Intro
A transactional process guarantees ACID, but no system is truly atomic — not even at the hardware level. When you write a disk block, there's no guarantee it actually lands: the block can be corrupted, the hardware can fault, the power can cut out mid-write. So how does a transactional system reason about ACID? How does it actually deliver on the contract?
Unprotected Action
This layer is outside of software's control — it relies entirely on the manufacturer and doesn't guarantee any reliability. Anything can go wrong, even if rarely: a disk block can get corrupted, a disk can spill, and any number of other hardware faults can occur.

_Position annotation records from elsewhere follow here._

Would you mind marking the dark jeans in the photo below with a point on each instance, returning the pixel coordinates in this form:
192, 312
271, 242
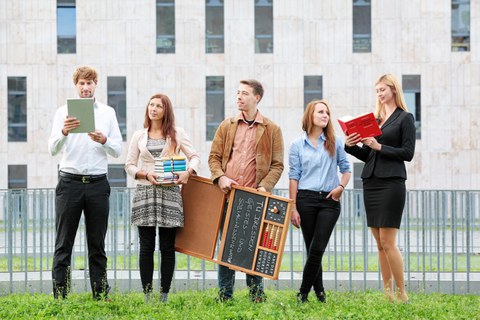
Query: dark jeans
318, 217
226, 276
72, 197
167, 252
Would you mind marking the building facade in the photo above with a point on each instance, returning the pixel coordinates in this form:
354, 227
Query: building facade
197, 51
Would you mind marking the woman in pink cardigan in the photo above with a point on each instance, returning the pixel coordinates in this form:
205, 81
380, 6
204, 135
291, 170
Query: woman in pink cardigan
156, 205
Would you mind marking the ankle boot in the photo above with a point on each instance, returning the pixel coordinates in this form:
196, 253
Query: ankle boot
302, 297
164, 297
321, 296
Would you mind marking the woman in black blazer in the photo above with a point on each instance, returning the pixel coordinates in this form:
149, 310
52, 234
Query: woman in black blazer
384, 178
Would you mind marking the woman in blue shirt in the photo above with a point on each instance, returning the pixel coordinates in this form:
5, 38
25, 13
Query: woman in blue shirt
316, 189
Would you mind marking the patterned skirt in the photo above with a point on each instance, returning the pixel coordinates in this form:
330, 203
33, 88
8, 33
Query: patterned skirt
157, 206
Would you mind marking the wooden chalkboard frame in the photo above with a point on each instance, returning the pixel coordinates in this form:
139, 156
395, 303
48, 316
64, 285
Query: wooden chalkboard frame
204, 205
267, 254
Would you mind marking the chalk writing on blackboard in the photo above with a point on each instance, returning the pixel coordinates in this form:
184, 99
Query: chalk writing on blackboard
243, 229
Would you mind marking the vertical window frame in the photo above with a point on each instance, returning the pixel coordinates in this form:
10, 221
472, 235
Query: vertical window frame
115, 97
17, 109
165, 40
361, 41
17, 176
311, 92
460, 37
214, 112
264, 33
214, 26
66, 12
412, 90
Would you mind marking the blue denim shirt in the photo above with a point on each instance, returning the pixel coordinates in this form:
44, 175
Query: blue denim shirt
312, 167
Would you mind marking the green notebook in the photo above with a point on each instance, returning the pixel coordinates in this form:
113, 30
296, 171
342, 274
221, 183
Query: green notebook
82, 109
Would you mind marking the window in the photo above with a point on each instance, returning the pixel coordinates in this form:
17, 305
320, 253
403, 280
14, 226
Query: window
263, 26
17, 109
117, 99
312, 89
215, 104
362, 26
165, 26
460, 25
17, 176
117, 177
66, 26
214, 27
411, 91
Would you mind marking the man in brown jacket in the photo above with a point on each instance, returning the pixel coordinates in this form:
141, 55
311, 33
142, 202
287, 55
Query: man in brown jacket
247, 150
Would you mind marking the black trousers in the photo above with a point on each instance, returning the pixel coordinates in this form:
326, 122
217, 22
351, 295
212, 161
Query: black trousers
167, 252
318, 216
72, 197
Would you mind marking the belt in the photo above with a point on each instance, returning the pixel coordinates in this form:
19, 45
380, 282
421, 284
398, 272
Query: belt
82, 178
322, 194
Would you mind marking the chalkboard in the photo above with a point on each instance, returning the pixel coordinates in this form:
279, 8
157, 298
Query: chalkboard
243, 229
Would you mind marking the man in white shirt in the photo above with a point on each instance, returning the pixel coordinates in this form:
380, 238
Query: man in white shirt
83, 186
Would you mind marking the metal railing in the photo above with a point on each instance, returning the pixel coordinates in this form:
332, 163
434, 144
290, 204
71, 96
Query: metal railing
439, 237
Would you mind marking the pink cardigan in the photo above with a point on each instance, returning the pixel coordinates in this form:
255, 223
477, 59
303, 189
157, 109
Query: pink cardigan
140, 159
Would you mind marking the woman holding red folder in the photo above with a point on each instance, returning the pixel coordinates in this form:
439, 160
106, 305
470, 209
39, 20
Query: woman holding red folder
156, 205
384, 178
315, 159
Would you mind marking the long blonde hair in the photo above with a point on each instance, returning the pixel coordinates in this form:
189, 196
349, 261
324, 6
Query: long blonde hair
328, 131
391, 81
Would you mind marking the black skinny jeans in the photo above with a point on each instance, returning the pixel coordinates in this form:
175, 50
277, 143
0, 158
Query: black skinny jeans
318, 217
167, 253
71, 199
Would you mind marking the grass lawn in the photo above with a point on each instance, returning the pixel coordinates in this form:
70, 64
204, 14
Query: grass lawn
202, 305
344, 263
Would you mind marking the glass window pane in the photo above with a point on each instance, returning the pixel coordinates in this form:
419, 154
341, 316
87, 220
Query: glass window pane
215, 111
66, 26
460, 25
17, 109
117, 99
117, 177
412, 94
165, 26
17, 176
214, 26
362, 26
312, 89
263, 26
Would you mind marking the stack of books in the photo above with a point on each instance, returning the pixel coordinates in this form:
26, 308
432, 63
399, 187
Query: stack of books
168, 168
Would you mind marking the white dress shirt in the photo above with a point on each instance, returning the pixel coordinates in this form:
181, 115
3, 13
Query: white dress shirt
81, 155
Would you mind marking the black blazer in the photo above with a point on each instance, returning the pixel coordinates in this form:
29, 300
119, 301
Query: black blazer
398, 145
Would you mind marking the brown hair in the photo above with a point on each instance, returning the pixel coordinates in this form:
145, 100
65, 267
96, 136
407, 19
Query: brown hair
85, 72
328, 131
255, 85
168, 122
391, 81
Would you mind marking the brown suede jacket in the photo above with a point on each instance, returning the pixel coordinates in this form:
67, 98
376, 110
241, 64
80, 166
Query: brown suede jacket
269, 152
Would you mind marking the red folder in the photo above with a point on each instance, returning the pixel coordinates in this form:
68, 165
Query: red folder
366, 125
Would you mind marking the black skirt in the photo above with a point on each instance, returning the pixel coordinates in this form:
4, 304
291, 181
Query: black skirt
384, 200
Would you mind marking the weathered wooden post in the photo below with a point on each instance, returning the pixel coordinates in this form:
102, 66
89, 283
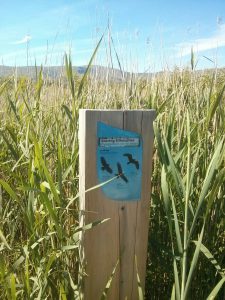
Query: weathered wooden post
115, 144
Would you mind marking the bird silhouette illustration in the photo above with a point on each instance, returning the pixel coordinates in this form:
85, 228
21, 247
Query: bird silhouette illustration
120, 173
105, 165
131, 160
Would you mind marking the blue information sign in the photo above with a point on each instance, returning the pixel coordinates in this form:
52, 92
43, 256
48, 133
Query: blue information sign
119, 156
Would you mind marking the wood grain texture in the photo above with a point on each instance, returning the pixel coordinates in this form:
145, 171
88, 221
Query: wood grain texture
126, 233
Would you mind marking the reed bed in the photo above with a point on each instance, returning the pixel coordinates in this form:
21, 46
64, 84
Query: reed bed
39, 231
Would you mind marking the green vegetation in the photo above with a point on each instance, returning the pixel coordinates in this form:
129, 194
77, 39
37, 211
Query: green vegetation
39, 232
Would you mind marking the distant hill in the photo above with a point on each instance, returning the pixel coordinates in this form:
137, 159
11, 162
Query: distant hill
54, 72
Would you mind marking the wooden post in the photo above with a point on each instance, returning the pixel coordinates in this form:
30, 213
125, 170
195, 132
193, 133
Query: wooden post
125, 235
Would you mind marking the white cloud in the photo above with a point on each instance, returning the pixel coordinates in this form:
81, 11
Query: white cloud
217, 40
24, 40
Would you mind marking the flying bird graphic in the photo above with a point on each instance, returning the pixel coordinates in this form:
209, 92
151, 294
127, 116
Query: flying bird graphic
105, 166
131, 160
120, 173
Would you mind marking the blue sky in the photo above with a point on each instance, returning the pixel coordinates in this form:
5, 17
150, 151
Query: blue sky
147, 35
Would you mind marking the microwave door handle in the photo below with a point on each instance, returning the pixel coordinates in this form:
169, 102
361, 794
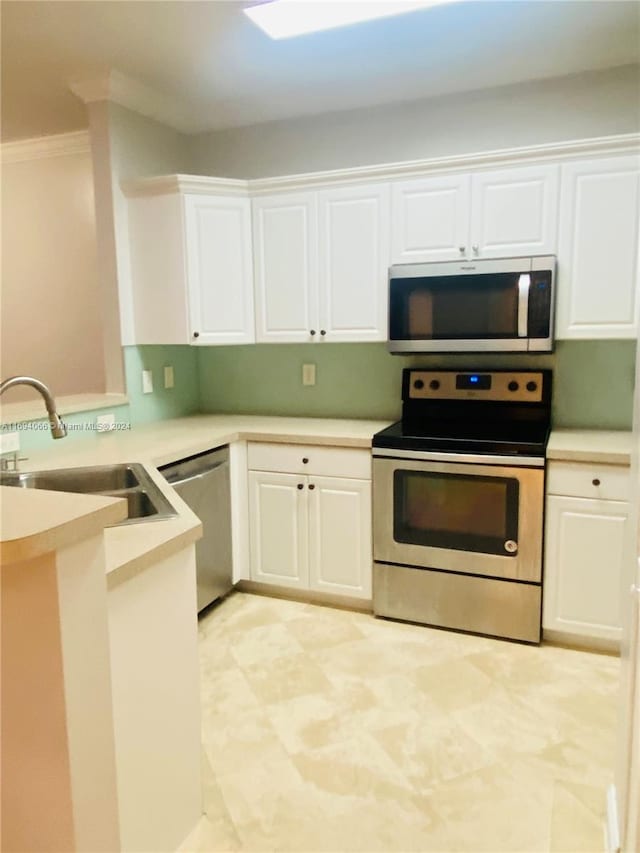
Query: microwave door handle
524, 283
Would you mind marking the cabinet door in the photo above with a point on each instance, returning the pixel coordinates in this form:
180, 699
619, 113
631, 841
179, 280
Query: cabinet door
278, 529
219, 269
583, 566
430, 219
598, 251
340, 558
353, 263
286, 267
515, 212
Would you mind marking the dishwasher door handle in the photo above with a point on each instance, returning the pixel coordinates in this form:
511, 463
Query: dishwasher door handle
198, 476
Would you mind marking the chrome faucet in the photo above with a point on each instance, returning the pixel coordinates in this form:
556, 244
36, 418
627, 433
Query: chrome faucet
58, 429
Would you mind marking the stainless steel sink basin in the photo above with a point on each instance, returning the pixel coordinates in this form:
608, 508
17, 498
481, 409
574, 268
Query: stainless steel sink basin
144, 499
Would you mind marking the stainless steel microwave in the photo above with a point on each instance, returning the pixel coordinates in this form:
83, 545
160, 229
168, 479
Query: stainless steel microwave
503, 305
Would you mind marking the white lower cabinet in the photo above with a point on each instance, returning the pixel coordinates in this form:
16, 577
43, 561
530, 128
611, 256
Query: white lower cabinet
310, 530
278, 528
340, 536
585, 537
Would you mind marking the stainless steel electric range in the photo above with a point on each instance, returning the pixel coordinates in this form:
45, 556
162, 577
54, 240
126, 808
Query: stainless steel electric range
458, 502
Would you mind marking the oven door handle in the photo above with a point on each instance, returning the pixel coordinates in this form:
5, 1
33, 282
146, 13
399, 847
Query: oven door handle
470, 458
524, 285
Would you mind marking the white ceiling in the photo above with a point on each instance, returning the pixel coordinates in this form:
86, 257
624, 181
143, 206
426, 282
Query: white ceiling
220, 70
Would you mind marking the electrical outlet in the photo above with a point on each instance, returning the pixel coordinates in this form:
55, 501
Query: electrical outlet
9, 442
104, 423
147, 382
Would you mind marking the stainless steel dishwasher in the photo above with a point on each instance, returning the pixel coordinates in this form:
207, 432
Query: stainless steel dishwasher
202, 482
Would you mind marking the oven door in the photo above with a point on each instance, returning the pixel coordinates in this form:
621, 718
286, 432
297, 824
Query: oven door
480, 519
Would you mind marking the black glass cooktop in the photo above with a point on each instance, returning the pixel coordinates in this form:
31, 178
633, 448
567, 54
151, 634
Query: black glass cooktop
455, 436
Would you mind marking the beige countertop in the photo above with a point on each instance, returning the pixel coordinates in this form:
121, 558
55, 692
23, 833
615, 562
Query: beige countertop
132, 547
49, 517
576, 445
36, 522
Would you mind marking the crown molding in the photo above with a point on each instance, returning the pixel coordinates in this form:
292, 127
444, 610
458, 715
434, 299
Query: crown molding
120, 89
193, 184
40, 147
600, 146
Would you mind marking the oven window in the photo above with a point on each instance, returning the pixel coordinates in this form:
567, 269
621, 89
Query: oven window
455, 511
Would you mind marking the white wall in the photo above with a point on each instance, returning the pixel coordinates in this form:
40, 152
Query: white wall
598, 103
126, 145
50, 318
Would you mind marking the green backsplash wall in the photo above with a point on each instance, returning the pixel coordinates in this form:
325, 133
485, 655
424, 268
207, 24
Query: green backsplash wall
593, 380
593, 383
162, 403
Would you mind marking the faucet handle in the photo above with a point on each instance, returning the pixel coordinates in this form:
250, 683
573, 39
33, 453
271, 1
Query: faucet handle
9, 461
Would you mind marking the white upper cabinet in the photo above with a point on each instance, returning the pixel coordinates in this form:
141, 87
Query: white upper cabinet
430, 219
286, 267
353, 263
484, 215
598, 251
321, 263
191, 272
514, 212
219, 273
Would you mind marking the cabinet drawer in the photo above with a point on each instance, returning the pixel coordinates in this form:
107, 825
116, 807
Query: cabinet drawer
588, 480
310, 459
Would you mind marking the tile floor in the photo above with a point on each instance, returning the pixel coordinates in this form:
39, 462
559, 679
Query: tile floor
328, 730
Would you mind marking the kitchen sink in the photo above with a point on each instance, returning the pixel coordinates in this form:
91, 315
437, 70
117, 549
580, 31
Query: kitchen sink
145, 501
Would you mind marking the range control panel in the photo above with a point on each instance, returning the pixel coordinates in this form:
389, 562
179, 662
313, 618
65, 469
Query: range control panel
499, 386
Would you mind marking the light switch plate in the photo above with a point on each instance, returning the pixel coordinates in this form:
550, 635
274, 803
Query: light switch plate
104, 423
147, 382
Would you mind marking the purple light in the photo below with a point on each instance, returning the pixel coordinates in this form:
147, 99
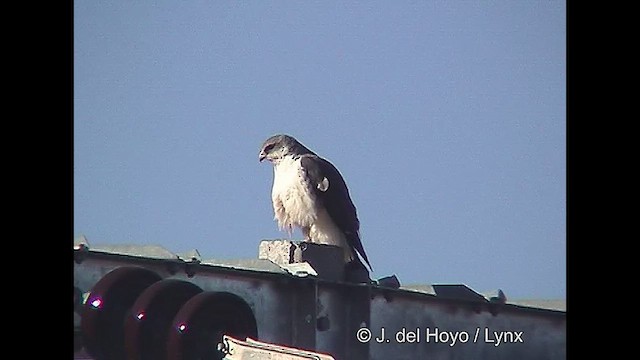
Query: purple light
97, 303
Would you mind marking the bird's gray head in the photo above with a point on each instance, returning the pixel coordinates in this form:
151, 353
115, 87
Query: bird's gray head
278, 146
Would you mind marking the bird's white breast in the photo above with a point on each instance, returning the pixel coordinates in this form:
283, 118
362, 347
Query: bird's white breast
293, 202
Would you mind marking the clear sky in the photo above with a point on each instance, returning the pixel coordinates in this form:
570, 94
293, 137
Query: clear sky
446, 118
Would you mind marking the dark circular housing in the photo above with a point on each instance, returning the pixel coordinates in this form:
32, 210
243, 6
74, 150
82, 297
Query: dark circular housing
107, 305
147, 325
198, 327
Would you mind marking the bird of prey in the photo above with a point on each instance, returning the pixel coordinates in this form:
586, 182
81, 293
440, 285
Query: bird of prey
309, 193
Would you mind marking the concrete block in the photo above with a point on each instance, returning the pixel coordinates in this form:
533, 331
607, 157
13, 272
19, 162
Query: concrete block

We want this layer to fail fast (more on why in the next article), so that once it does, the next layer can work on repairing the data.
Protected Action
A protected action encapsulates the Unprotected action and ensures that the state of the system stays consistent with what's expected. A simple example: when we write a data block, we write it to two different places on the disk. After writing, the protected action reads both back to confirm the write was successful — if not, it retries up to a set number of times. When reading, if it detects that one place has corrupted data, we use the data from the other and patch the first, relying on the Unprotected action to fail fast.
Real-World Action
These are the real-world consequences of the state produced by a protected action — consequences that can't be undone, or at least are very hard to. For example, if a protected action results in digging a hole in the real world, it can't be undone easily.
Putting Them Together
The analogy I like: a skydiver (protected action) checks his parachute (Unprotected action) before committing to a real-world action (jumping from the plane).
Closing
These types of actions might seem simple at first glance, but they are the building blocks of a transactional process.